The following summary and argument is from research conducted by Troy Downing and John Hart, OSU Extension professors, on liming coastal soils.
A project was conducted on two sites that had initial soil pH values of 5.1 and 5.3. Twenty-four plots in two sites were planted to perennial ryegrass and limed at 0, 1 ton, 2 ton, and 4 tons per acre equivalent. Half the treatments were applied and incorporated while tilling before planting and the other half of the plots received lime as a top dress application during the first winter. Plots were harvested six times a year for two years. Yield and quality data were recorded and the data was statistically analyzed. Lime treatments increased soil pH significantly as well as slight increases in yield. Differences in yield from the control plots to the highest lime application plots were significant. However, the total increase was only around 1000 pounds of forage (less than a 10% increase) per acre per year. If we value this increase in forage as feed at 8 cents a pound, we increased the value of forage by $80 an acre. The four-ton treatment of lime could cost $240 - $280 acre (even triple that in 2008-09 depending on location), making the economic return questionable. One main question that is not answered yet, is how long this increase will last. Typically, we would estimate liming working for 5-7 years.

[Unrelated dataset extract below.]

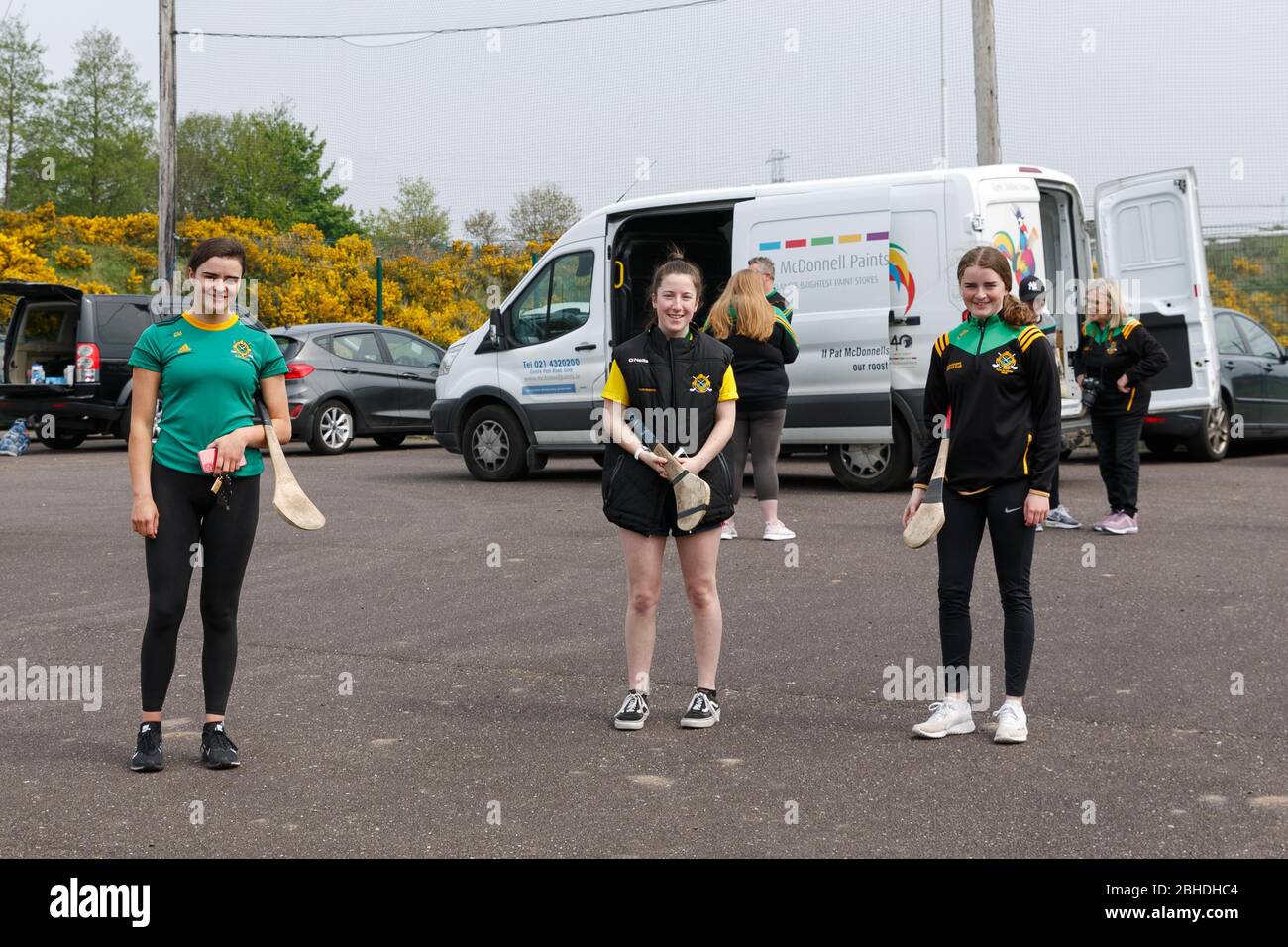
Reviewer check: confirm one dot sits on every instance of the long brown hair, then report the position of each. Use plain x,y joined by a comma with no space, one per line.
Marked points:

These results were surprising to the researchers. We have always thought that when pH is the limiting factor, then ‘fixing’ it will solve the yield equation. Soils in western Oregon do have high organic matter, and this could be buffering the pH change to an extent not similar to Willamette valley soils and conditions. These soils started at 5.2 and were increased to 6 at the highest treatment.
As we, at OSU continue to formulate research to address this liming dilemma, what we currently know is that top-dressed lime does not change soil pH by more than the surface inch or so unless it is mixed with the soil in pastures. Top dressed lime can alter plant growth, but more than a year may be required before a change in plant growth is measured. In contrast, changes in soil chemical properties and plant growth can be measured in a few weeks after lime is incorporated.
Therefore for these pasture systems, it will largely depend on your management objective. If you really want to influence the nutrient status of the soil, lime has to be mixed before you put it in a new pasture. If you want to maintain a level pH to provide adequate calcium, surface application of lime may be an option but not necessarily an economical way to do it in the long run.